Grain market traders are struggling with dryness in Argentina causing crop stress and the head winds of producers needing to price cash contracts before the first notice day in March futures. The rally in the US Dollar is also a road bump for US grain and meat exports.
Technical traders are a bit concerned about the outside reversal in corn futures contracts on Tuesday after the nearly six-week rally. Look at the charts from a year ago and the pattern that developed the last 2 weeks of February. Call your Allendale representative to discuss the opportunities.
World Weather, Inc. says, “A majority of Argentina’s production region is still expected to be dry-biased through at least Saturday other than a few isolated showers and thunderstorms in the south late this week. With warm to hot conditions occurring, crop stress will increase; though, not as much in Buenos Aires due to recent rain. This evening’s GFS model run still suggested greater shower and thunderstorm activity in Argentina’s production region next week; though, confidence remains low.”

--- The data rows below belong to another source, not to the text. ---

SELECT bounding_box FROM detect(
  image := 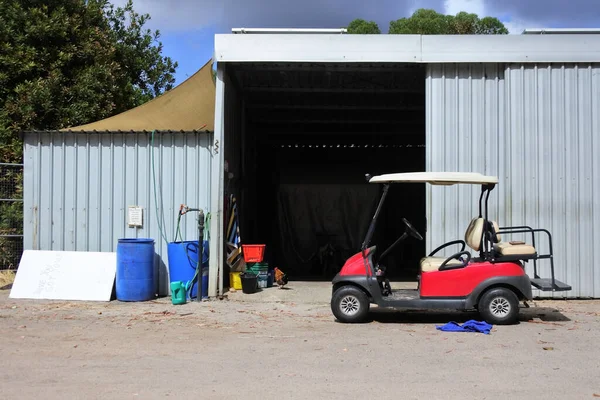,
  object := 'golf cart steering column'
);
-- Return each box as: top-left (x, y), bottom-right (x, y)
top-left (379, 218), bottom-right (423, 260)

Safras & Mercado has updated their forecast for Brazil's 2017/18 soybean crop, which they are projecting a 115.6 million tonnes crop, above the previous record last year of 114.2 million tonnes.

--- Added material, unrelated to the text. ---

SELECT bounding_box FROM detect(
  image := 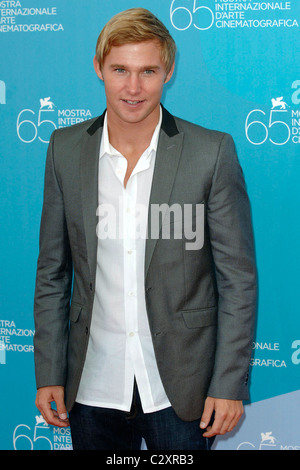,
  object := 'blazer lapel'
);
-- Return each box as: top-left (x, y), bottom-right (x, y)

USDA Outlook Conference is being held in Washington DC on Thursday and Friday. They will give us their first look at 2018 production acres and their guess on yield for 2018.
Chinese traders have been absent from the markets as their New Year’s vacation runs from Feb 16 through Feb 21, however the celebration continues until March 2.
March options in grains and oilseeds will expire on Friday. The strikes with the largest open interest in corn is the 360 call and the 350 put. In March soybeans the 1000 call and the 980 put as the largest open interest.
FS Bioenergia, a joint venture between Brazilian and U.S.-based investors, said it will build its second corn-based ethanol plant in Brazil's top grains-producing state of Mato Grosso. (Reuters)
Beef cutout values jumped again on Tuesday as good demand deals with tight supplies. The less than 600,000 weekly production is supporting packers profit margin. This week will have a tough time reaching 585,000 head.
Cash cattle this week could trade steady higher after the 130.00 price paid last week. Fed Cattle Exchange is offering 218 head this week.
Cattle-on-Feed Report will be released on Friday. Allendale’s estimates are: On-Feed 108.5%, Placed 99.6% and Marketings 105.5% (with one extra day).
Feb cattle futures contract has narrowed the discount to cash raising the chances for delivery going into its last week of trading.
April live cattle futures closed at a level not seen since Nov 9, 2017. Trend is up with resistance crossing at 130.10 and support comes in at 125.72.
Managed money funds were net sellers last week of 18,500 contracts in lean hogs. Price action in the pork complex has been very choppy this week.
Strength in the US Dollar is creating a headwind for pork exports on the weekly sales data. Cold storage data will be released on Thursday at 2:00 pm.
April lean hog futures are consolidating in a range of 68.00 and 71.25. A close outside this range will carry the market several dollars in the direction of the breakout.
Dressed beef values were higher with choice up 3.35 and select up 2.97. The CME Feeder Index is 148.11. Pork cutout value is up 1.36.